Il y a un nombre surprenant d'écoles dans cette même situation. Ils ont des programmes de taille sous-optimale qui ne peuvent pas supporter les dépenses nécessaires pour offrir un programme de qualité. Et c'est pourquoi nous avons vu un certain nombre d'écoles se retirer du marché du MBA à temps plein. La liste comprend l'Université de l'Iowa, Wake Forest University, école de gestion mondiale Thunderbird, Virginia Tech et Simmons College.

Beaucoup consacrent plus de ressources à leurs programmes de premier cycle en affaires, à leur maîtrise spécialisée en affaires et à leurs programmes de MBA en ligne. Aujourd'hui, près de 32 000 étudiants étudient pour un MBA en ligne dans l'un des 25 plus grands programmes aux États-Unis. Parallèlement, Gies a vu son intérêt diminuer pour ses programmes de MBA à temps plein et à temps partiel. L'intérêt pour son MBA en ligne a explosé. Les applications de son iMBA devraient atteindre 3 200 cette année, contre 1 099 en 2016, bien que le programme ne soit pas encore classé parmi les meilleurs MBA en ligne des États-Unis.
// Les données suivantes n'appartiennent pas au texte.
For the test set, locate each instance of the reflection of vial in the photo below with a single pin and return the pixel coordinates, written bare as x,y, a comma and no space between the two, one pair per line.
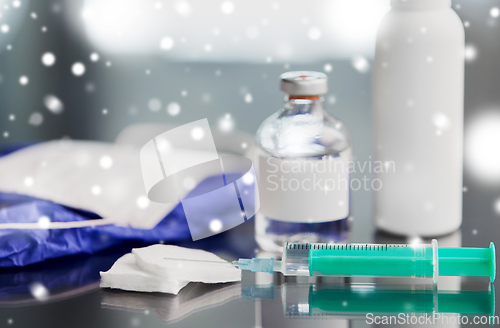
303,161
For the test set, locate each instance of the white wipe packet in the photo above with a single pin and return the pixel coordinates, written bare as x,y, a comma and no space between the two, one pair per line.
167,269
125,274
174,262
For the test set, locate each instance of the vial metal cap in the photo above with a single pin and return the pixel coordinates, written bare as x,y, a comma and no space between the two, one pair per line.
304,83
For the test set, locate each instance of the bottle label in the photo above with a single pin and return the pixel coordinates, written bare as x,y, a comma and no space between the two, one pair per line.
305,190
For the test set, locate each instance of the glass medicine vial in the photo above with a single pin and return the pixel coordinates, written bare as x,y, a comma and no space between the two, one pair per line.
303,161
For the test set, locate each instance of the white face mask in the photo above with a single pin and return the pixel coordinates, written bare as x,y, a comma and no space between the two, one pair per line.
103,178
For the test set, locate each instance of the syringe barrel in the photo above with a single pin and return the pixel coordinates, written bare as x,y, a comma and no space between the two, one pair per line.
415,261
387,260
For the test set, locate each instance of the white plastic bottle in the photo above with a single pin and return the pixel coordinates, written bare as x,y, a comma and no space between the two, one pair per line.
418,118
303,163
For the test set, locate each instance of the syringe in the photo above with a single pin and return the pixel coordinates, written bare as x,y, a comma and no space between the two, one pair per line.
378,260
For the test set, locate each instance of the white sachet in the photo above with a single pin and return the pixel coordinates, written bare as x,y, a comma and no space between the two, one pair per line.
173,262
125,274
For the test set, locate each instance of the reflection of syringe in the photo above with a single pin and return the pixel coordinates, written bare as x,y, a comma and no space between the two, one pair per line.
358,299
378,260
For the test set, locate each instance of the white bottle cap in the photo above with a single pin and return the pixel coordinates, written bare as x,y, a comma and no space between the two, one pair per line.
304,83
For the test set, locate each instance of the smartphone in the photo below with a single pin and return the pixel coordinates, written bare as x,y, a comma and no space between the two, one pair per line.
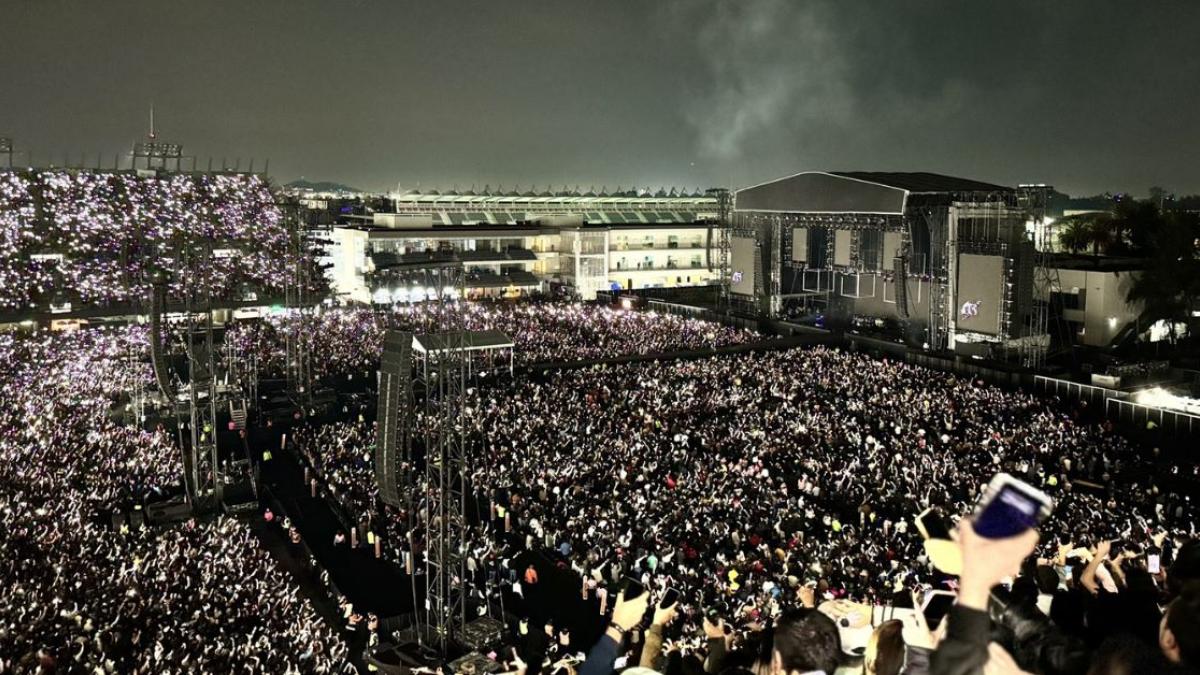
631,587
1009,507
669,598
931,525
936,605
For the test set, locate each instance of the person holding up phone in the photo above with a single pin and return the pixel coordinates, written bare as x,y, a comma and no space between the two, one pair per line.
664,614
625,616
985,562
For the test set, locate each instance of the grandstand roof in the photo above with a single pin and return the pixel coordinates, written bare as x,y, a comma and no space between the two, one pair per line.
863,192
544,197
922,181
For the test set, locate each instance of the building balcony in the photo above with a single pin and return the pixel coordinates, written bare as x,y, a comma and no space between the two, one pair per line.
659,268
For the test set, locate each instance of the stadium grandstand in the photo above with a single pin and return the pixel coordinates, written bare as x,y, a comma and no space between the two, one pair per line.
81,243
522,243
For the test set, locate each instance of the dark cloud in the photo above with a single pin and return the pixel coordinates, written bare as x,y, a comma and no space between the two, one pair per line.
1089,95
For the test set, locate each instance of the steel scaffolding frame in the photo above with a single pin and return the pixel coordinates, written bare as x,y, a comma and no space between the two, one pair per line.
442,483
295,291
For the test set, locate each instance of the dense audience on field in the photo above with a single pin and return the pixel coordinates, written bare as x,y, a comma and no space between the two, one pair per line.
96,238
348,341
765,482
78,596
775,490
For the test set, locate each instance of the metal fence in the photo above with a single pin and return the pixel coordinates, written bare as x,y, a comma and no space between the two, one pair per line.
1141,416
1071,390
702,314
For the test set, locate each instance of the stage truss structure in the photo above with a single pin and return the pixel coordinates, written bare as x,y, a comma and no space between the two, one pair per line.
438,495
298,302
721,231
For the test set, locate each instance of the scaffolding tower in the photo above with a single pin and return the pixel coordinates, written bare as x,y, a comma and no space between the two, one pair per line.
442,483
298,303
721,232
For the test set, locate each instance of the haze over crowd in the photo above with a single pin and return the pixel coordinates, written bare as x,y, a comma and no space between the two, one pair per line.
691,93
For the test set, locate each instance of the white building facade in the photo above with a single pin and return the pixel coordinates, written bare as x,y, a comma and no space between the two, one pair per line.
517,244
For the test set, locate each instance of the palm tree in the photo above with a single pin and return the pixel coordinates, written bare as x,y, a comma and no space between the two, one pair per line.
1169,287
1075,234
1087,231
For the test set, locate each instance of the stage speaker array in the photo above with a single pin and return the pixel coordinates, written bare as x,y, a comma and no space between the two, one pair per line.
395,414
900,267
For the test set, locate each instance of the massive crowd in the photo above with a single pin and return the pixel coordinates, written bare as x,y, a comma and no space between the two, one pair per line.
78,596
774,489
99,238
753,481
348,341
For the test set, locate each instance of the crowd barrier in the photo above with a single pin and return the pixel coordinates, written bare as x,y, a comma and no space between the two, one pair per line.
1069,390
1146,417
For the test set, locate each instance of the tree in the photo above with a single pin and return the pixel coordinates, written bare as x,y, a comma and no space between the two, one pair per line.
1087,231
1169,287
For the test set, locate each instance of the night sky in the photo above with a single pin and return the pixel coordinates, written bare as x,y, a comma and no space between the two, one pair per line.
1087,95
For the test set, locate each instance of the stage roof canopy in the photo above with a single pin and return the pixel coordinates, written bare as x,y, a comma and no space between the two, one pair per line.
863,192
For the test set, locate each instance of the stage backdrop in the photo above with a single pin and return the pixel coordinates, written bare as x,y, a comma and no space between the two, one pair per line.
742,266
981,291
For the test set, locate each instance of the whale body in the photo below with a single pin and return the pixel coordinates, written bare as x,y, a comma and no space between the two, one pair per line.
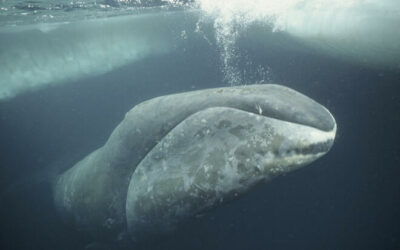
177,156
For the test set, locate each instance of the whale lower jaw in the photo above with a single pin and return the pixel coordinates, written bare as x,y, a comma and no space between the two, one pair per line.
179,179
176,156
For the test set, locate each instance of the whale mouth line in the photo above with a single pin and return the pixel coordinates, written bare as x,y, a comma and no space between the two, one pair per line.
318,147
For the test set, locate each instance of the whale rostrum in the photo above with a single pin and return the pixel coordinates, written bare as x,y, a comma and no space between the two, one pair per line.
176,156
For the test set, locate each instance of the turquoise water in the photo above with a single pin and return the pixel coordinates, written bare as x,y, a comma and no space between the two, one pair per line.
70,70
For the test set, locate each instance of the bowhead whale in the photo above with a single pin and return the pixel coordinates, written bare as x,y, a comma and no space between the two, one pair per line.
176,156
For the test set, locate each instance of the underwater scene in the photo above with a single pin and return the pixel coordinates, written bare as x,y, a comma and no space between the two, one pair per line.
200,124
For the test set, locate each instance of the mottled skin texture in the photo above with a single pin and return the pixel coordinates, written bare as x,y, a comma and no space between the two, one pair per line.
175,156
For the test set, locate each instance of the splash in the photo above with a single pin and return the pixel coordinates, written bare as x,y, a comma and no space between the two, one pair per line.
358,30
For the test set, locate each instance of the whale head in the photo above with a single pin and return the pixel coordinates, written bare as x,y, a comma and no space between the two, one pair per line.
174,157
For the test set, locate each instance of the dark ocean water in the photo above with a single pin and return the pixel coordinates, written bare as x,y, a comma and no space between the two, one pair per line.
348,199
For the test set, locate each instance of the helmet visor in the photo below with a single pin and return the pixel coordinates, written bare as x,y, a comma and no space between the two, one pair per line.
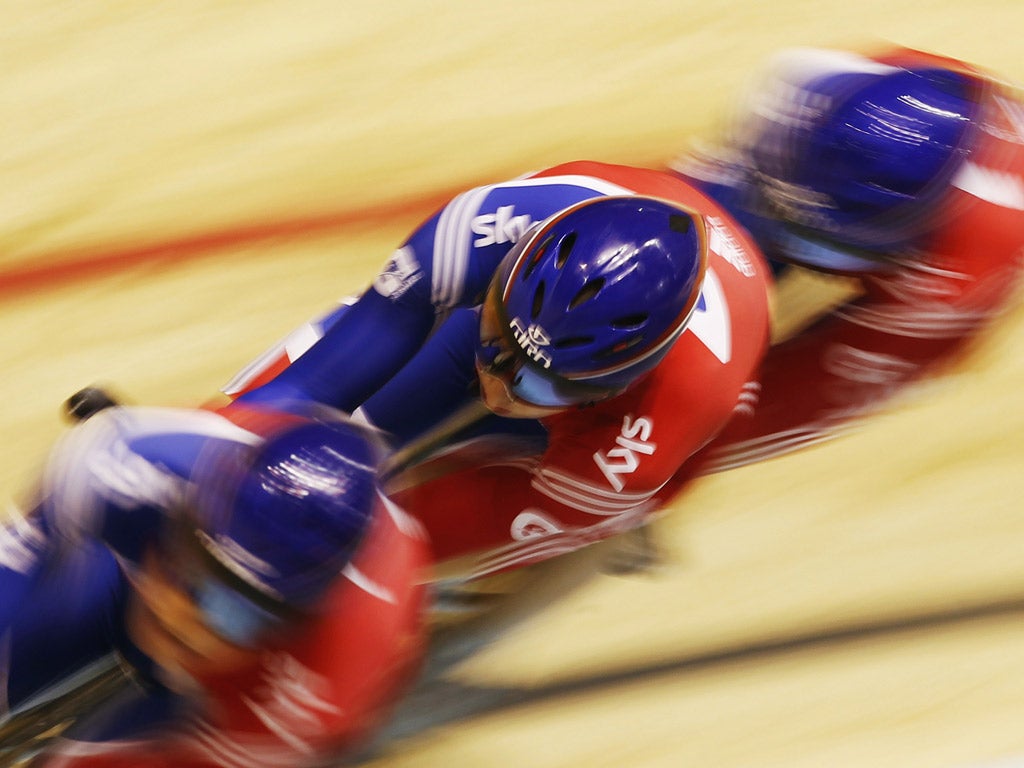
227,605
500,355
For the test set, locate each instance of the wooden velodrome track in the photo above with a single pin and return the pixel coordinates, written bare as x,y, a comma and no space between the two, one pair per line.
183,183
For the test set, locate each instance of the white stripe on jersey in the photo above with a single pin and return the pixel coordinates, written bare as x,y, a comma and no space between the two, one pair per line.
552,545
454,235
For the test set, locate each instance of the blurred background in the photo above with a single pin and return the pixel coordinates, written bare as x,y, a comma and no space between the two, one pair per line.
185,182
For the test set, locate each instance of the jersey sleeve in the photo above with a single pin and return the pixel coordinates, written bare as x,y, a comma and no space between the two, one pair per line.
445,264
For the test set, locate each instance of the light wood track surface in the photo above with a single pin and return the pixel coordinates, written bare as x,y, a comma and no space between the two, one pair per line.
856,604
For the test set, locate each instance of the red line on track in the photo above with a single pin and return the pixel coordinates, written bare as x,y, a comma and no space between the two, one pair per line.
58,268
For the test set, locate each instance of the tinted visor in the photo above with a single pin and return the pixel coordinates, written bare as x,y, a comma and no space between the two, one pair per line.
500,355
229,606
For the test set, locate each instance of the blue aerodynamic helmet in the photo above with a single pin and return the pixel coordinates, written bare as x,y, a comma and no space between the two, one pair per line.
274,524
859,157
594,297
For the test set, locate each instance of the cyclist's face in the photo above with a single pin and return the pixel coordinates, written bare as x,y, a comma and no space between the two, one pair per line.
495,390
168,626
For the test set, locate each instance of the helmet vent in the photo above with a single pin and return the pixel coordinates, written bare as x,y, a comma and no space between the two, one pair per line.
680,223
619,346
538,304
587,293
564,248
572,341
536,257
629,322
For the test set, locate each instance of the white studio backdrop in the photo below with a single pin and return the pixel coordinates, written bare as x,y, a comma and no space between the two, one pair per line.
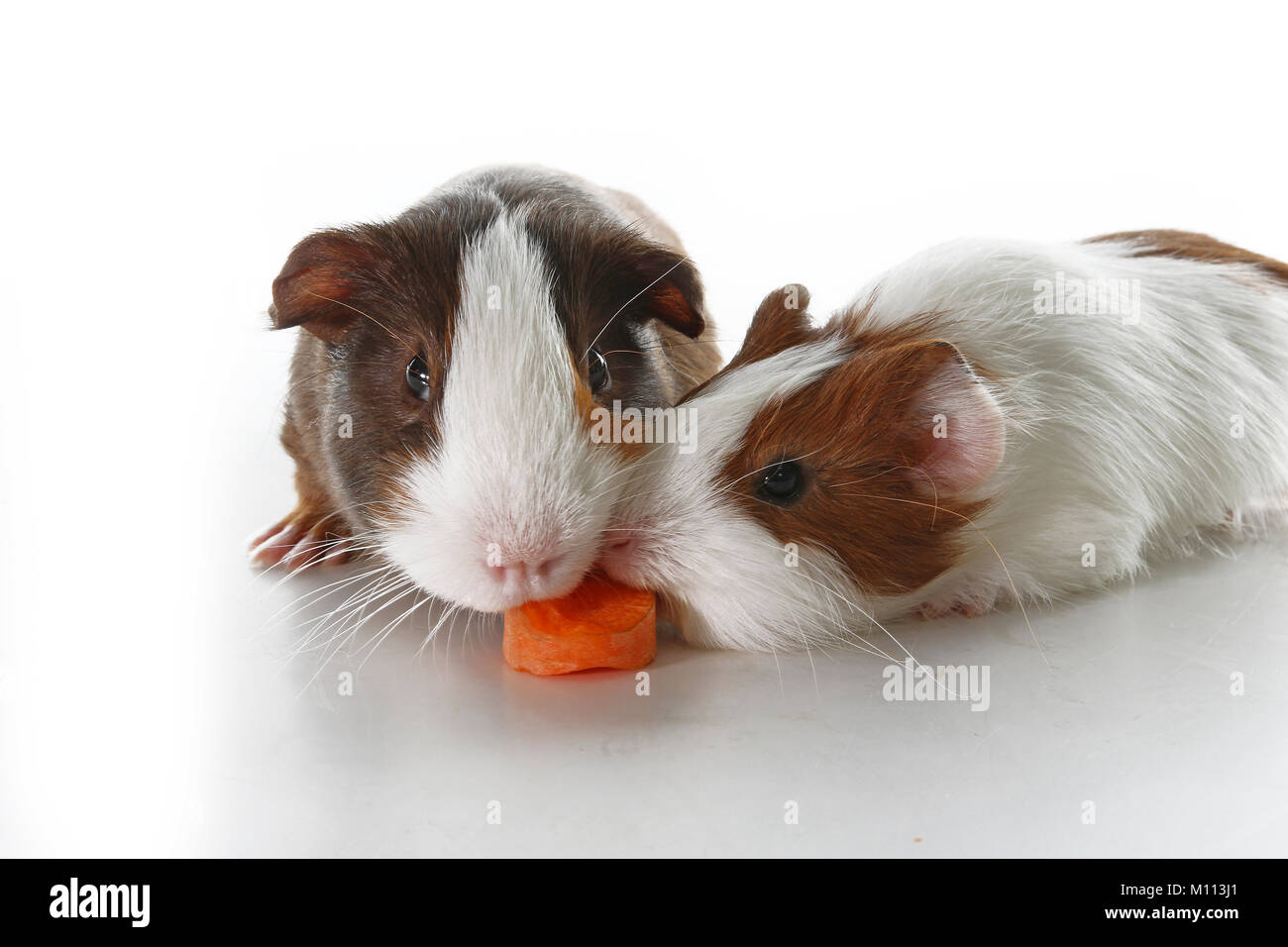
160,162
Vous pouvez reprocher à quatre choses le fait qu'il y a moins de candidats au MBA dans le pipeline à temps plein:

  1. La forte économie américaine
  2. Le coût croissant des programmes de MBA et la réticence de nombreux millénaires à s'endetter substantiellement pour obtenir ce diplôme.
  3. Donald Trump, qui a effrayé des milliers de candidats internationaux qui contribuaient à compenser le déclin continu des candidatures nationales depuis un certain nombre d'années.
  4. Un plus grand nombre d’alternatives plus courtes et moins chères, jusqu’à un programme de MBA à temps plein d’une durée de deux ans, allant d’options d’un an en ligne à la maîtrise spécialisée dans des domaines tels que l’analyse de données et l’entrepreneuriat.

L'ironie de tout cela est que les écoles de commerce sont encore florissantes à cause de la demande d'autres programmes. Ainsi, alors que davantage d'écoles devraient abandonner leurs expériences de MBA sur le campus à temps plein, il y a de nombreuses preuves pour suggérer que les programmes de commerce alternatif se développent et continueront à se développer.